REVIEWS




PRINT! KINDLE! And now an AUDIBLE AUDIO BOOK!

"I laughed, cried, felt the urgency . . . the story will take you to another dimension of 'ahhh' moments of reflection and insight that will 'gotcha.' I could read this book again and again and get something more. I enjoyed i from the second I began to read."

"A thick slice of MaryAnn Easley pie. Oozing UFOs, sweet on science, and warm with fantasy. This veteran children's writer's many young fans should be satiated.....for now!"

Friday, January 1, 2016

BRAIN CANDY FOR THE YA READER

Similar theme exist in ALICE IN WONDERLAND & CHANGED IN THE NIGHT

Life-death, time-space, reality-dreams are only a few of the themes that exist in Lewis Carroll's Alice in Wonderland and CHANGED IN THE NIGHT.


What is time and space? If the past is only a dream and the future does not yet exist, then is the present moment the only reality we have?

Are UFOS real? Is there more than one Universe? Who are we and where do we come from?

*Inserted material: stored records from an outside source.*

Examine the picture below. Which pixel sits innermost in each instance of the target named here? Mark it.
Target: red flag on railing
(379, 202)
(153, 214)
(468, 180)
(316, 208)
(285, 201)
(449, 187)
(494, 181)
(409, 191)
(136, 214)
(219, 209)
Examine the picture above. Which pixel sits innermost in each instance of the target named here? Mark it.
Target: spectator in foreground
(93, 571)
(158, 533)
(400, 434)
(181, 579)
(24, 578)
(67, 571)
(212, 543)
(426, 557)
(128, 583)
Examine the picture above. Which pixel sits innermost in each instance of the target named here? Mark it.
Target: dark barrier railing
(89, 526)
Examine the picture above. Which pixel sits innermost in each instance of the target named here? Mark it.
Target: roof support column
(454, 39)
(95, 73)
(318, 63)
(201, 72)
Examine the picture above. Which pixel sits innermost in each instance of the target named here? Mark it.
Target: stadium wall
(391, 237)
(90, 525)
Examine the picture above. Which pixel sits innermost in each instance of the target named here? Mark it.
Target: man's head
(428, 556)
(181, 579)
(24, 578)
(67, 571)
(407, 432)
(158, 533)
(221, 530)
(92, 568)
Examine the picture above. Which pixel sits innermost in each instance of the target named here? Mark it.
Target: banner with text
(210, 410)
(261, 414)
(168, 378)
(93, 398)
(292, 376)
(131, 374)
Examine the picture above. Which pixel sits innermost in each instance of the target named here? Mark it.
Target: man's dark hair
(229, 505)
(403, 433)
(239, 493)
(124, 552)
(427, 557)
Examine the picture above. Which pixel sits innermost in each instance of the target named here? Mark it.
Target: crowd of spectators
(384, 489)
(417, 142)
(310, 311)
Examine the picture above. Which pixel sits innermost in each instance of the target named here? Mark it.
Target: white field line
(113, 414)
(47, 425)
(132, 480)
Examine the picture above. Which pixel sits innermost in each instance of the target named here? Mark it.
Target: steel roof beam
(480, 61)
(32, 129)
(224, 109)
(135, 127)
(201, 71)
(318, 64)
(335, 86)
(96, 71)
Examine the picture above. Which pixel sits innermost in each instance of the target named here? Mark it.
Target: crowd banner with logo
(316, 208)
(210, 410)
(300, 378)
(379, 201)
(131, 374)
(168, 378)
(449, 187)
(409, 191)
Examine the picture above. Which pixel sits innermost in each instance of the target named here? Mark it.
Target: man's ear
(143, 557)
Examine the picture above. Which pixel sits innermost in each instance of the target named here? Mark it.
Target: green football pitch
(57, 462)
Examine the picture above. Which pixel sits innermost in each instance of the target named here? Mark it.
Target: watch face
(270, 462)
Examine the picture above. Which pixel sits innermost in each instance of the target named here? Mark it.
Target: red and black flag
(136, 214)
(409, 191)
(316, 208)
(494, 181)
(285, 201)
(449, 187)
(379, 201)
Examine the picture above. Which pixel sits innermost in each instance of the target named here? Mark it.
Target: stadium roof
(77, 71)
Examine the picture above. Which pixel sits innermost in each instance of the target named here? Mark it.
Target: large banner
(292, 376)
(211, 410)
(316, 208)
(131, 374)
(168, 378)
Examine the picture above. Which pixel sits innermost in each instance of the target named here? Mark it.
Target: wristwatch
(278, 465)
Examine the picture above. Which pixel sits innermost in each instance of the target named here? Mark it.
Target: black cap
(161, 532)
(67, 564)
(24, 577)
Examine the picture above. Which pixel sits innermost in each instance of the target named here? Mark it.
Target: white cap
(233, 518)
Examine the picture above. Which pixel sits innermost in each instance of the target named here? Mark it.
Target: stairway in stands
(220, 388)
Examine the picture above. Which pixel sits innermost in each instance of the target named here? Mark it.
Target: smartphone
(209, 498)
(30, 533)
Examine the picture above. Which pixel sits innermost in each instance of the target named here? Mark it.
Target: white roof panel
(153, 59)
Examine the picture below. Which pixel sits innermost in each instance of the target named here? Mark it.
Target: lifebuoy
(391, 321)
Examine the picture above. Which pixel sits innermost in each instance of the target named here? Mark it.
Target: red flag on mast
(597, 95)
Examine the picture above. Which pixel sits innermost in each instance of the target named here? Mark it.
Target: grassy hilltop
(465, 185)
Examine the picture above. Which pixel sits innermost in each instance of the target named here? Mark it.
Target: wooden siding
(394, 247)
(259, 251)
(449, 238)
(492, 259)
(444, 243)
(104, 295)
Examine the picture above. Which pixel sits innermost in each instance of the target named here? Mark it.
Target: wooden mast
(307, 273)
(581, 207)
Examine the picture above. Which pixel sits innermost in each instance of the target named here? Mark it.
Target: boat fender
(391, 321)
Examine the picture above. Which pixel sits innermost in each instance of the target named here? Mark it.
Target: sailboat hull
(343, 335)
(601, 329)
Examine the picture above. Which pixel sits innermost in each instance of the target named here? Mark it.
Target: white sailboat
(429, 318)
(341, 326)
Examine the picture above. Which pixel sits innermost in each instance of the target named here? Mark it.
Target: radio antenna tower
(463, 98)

In this modern day Alice in Wonderland story, Allana Odette Blair is plunged into similar philosophical and scientific themes. For example, when Alice falls down the rabbit hole, she experiences abandonment and extreme loneliness; Allana in CHANGED IN THE NIGHT suffers abandonment and loneliness after being visited and marked by aliens. Both girls are cast into an alien world that's beyond reality and both are lost psychologically, trapped in solitude and misunderstood.

Growing up is the death of childhood; therefore, death is closely connected to the protagonists in both the Wonderland story and CHANGED IN THE NIGHT. Death permeates Alice's enchanted garden in Wonderland where the Queen of Hearts appears to be the Goddess of Death, and death hovers in Allana's painted forest where her dead brother taunts her and leads her into more complicated puzzles.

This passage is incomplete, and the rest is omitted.